The exponential growth in computing technology suggested by Moore's Law is commonly cited as a reason to expect a singularity in the relatively near future, and a number of authors have proposed generalizations of Moore's Law. Computer scientist and futurist Hans Moravec proposed in a 1998 book that the exponential growth curve could be extended back through earlier computing technologies prior to the integrated circuit. Futurist Ray Kurzweil postulates a law of accelerating returns in which the speed of technological change (and more generally, all evolutionary processes) increases exponentially, generalizing Moore's Law in the same manner as Moravec's proposal, and also including material technology (especially as applied to nanotechnology), medical technology and others. Like other authors, though, he reserves the term "singularity" for a rapid increase in intelligence (as opposed to other technologies), writing for example that "The Singularity will allow us to transcend these limitations of our biological bodies and brains ... There will be no distinction, post-Singularity, between human and machine". He also defines his predicted date of the singularity (2045) in terms of when he expects computer-based intelligences to significantly exceed the sum total of human brainpower, writing that advances in computing before that date "will not represent the Singularity" because they do "not yet correspond to a profound expansion of our intelligence."
The term "technological singularity" reflects the idea that such change may happen suddenly, and that it is difficult to predict how such a new world would operate.
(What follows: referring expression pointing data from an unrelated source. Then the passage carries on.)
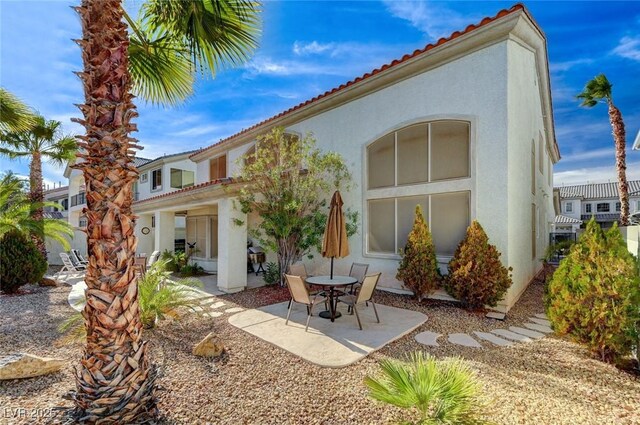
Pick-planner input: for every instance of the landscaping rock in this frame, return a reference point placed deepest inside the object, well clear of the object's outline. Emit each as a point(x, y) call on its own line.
point(22, 365)
point(210, 346)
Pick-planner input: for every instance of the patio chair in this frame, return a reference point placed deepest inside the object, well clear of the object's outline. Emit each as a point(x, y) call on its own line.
point(79, 257)
point(69, 265)
point(300, 294)
point(364, 295)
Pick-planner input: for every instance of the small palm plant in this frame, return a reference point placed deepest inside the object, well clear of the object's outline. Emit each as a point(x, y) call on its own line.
point(158, 297)
point(443, 392)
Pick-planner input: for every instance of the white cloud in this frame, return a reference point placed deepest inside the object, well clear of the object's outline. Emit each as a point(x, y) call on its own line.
point(300, 48)
point(595, 174)
point(628, 47)
point(432, 18)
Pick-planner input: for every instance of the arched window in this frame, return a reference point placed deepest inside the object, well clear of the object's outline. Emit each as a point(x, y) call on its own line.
point(402, 167)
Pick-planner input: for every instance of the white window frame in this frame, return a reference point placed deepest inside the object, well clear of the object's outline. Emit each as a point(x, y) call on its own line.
point(439, 187)
point(157, 188)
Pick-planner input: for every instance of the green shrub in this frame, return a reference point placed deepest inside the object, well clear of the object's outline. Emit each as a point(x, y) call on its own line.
point(476, 274)
point(20, 262)
point(272, 273)
point(443, 392)
point(419, 268)
point(594, 294)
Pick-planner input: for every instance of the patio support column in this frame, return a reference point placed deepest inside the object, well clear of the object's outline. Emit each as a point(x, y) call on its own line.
point(232, 247)
point(165, 231)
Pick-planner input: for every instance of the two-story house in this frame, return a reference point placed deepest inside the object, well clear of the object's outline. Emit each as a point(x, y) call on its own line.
point(462, 127)
point(578, 203)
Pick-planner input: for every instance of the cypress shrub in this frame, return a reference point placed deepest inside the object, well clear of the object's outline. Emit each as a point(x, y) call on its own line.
point(476, 274)
point(20, 262)
point(594, 294)
point(419, 268)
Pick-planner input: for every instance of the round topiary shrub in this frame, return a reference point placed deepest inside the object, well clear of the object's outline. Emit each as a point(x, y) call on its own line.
point(20, 262)
point(476, 274)
point(419, 268)
point(594, 294)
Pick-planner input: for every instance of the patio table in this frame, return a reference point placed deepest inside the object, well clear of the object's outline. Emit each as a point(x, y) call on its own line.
point(330, 285)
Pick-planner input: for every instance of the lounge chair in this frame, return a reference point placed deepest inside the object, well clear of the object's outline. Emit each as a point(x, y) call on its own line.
point(69, 264)
point(300, 294)
point(365, 295)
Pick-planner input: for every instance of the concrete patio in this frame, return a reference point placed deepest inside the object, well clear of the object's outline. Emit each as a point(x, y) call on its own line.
point(328, 344)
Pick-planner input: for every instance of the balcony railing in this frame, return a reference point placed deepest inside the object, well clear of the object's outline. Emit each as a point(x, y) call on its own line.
point(78, 199)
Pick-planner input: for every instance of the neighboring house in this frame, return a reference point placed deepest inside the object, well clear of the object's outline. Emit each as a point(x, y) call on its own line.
point(578, 203)
point(462, 127)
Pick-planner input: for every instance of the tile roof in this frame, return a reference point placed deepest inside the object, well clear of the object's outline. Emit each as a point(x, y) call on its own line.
point(487, 20)
point(597, 190)
point(563, 219)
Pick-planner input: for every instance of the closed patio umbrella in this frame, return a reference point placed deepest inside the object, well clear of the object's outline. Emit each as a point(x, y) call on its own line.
point(335, 243)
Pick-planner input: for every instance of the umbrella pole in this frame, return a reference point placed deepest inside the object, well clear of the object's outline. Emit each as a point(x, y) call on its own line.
point(331, 268)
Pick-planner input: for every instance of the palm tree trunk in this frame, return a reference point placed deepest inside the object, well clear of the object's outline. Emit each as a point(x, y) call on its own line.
point(617, 126)
point(37, 196)
point(115, 380)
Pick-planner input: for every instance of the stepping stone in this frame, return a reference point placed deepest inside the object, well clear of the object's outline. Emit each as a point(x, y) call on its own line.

It is unclear whether an intelligence explosion of this kind would be beneficial or harmful, or even an existential threat, as the issue has not been dealt with by most artificial general intelligence researchers, although the topic of friendly artificial intelligence is investigated by the Singularity Institute for Artificial Intelligence and the Future of Humanity Institute.
Many prominent technologists and academics dispute the plausibility of a technological singularity, including Jeff Hawkins, John Holland, Jaron Lanier, and Gordon Moore, whose Moore's Law is often cited in support of the concept.